En los últimos años, los responsables del Museo del Prado realizaron la ordenación y exposición de sus fondos que, al mismo tiempo, ha servido para reivindicar a notables artistas, hasta ahora insertos en bloques temporales y geográficos que no permitían disfrutar, en plenitud, de su categoría y singularidades.

El valenciano Juan Vicente Masip (1475-1550) abrió taller en la ciudad de Valencia y trabajó con solvencia en la transición del gótico tardío al potente Renacimiento que luego interpretó con propiedad y maestría su heredero Juan de Juanes (1510-1579). Trabajaron juntos en el retablo mayor de la Catedral de Segorbe y el de San Eloy, sufragado por el gremio de plateros para la iglesia valenciana de Santa Catalina; así como en distintos encargos dónde, aún hoy, es difícil distinguir el grado de autoría de ambos.

La pinacoteca nacional guarda seis tablas del padre con secuencias de la Vida de Cristo y de su hijo y aventajado alumno con una representativa colección que, desde esta primavera, cuenta con espacio propio en la llamada Rotonda de Goya, en el ala norte del edificio de Juan de Villanueva.
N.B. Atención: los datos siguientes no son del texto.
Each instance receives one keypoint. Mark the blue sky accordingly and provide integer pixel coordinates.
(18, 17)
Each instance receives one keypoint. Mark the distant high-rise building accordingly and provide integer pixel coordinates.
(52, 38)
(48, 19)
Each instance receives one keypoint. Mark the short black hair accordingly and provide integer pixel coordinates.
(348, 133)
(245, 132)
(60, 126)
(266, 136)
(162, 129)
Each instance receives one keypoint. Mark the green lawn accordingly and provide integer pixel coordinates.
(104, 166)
Ahí se localiza otro extraordinario incentivo del museo, porque al valor objetivo de la docena de obras expuestas se une la personalidad de un sabio humanista, impuesto en todos los avances de su tiempo en ciencia y técnica, y un magnífico exponente y divulgador de los rumbos del movimiento artístico que, con las bases y logros de la Antigüedad clásica, encajó plenamente con los gustos y sensibilidades de la Europa del siglo XVI.
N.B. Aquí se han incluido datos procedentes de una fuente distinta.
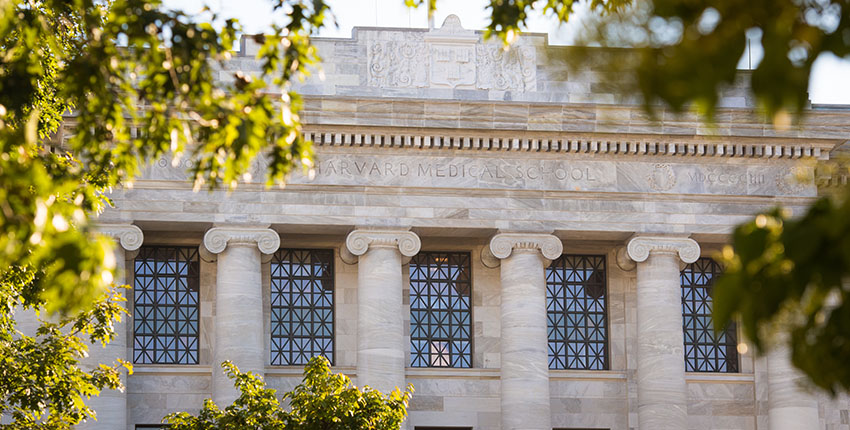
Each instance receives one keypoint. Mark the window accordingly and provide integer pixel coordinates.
(165, 305)
(703, 351)
(576, 301)
(302, 306)
(440, 310)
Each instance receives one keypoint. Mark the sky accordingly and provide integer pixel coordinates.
(829, 84)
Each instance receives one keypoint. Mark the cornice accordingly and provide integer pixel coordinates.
(627, 145)
(129, 236)
(640, 247)
(217, 239)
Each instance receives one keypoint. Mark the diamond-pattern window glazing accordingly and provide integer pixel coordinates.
(576, 300)
(705, 352)
(302, 306)
(165, 305)
(440, 310)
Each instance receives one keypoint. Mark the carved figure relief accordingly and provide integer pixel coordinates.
(661, 178)
(514, 69)
(452, 65)
(451, 57)
(398, 64)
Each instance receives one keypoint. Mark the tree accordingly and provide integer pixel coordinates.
(134, 82)
(323, 401)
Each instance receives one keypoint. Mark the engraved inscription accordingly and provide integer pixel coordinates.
(532, 174)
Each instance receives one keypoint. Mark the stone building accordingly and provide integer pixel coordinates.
(525, 248)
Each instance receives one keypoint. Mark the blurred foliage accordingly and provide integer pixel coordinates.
(132, 82)
(323, 401)
(785, 274)
(684, 53)
(782, 274)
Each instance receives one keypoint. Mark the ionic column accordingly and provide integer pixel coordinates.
(524, 328)
(662, 391)
(238, 302)
(380, 321)
(789, 405)
(111, 405)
En la Sala 51, ojalá que con carácter permanente, hallamos la mejor y más variada producción de quien fue conocido como el Rafael español, por la belleza y perfección de sus anatomías; ahí están la espléndida serie dedicada a San Esteban, las icónicas visiones del Ecce Homo y el Salvador del Mundo, la espléndida Última Cena y, con otros temas, una reciente y extraordinaria donación de los Amigos del Prado: un oratorio quinientista con un relieve en alabastro del Valle del Ebro dedicado a San Jerónimo Penitente, realizado por Damián Forment (1480-1540), completado con pinturas de Juanes de San José y el Niño, San Lucas y los dominicos San Vicente Ferrer y San Pedro Mártir; una exquisita miniatura que, desde su presentación, figura entre las joyas de una institución que entró con buen pie en el siglo XXI.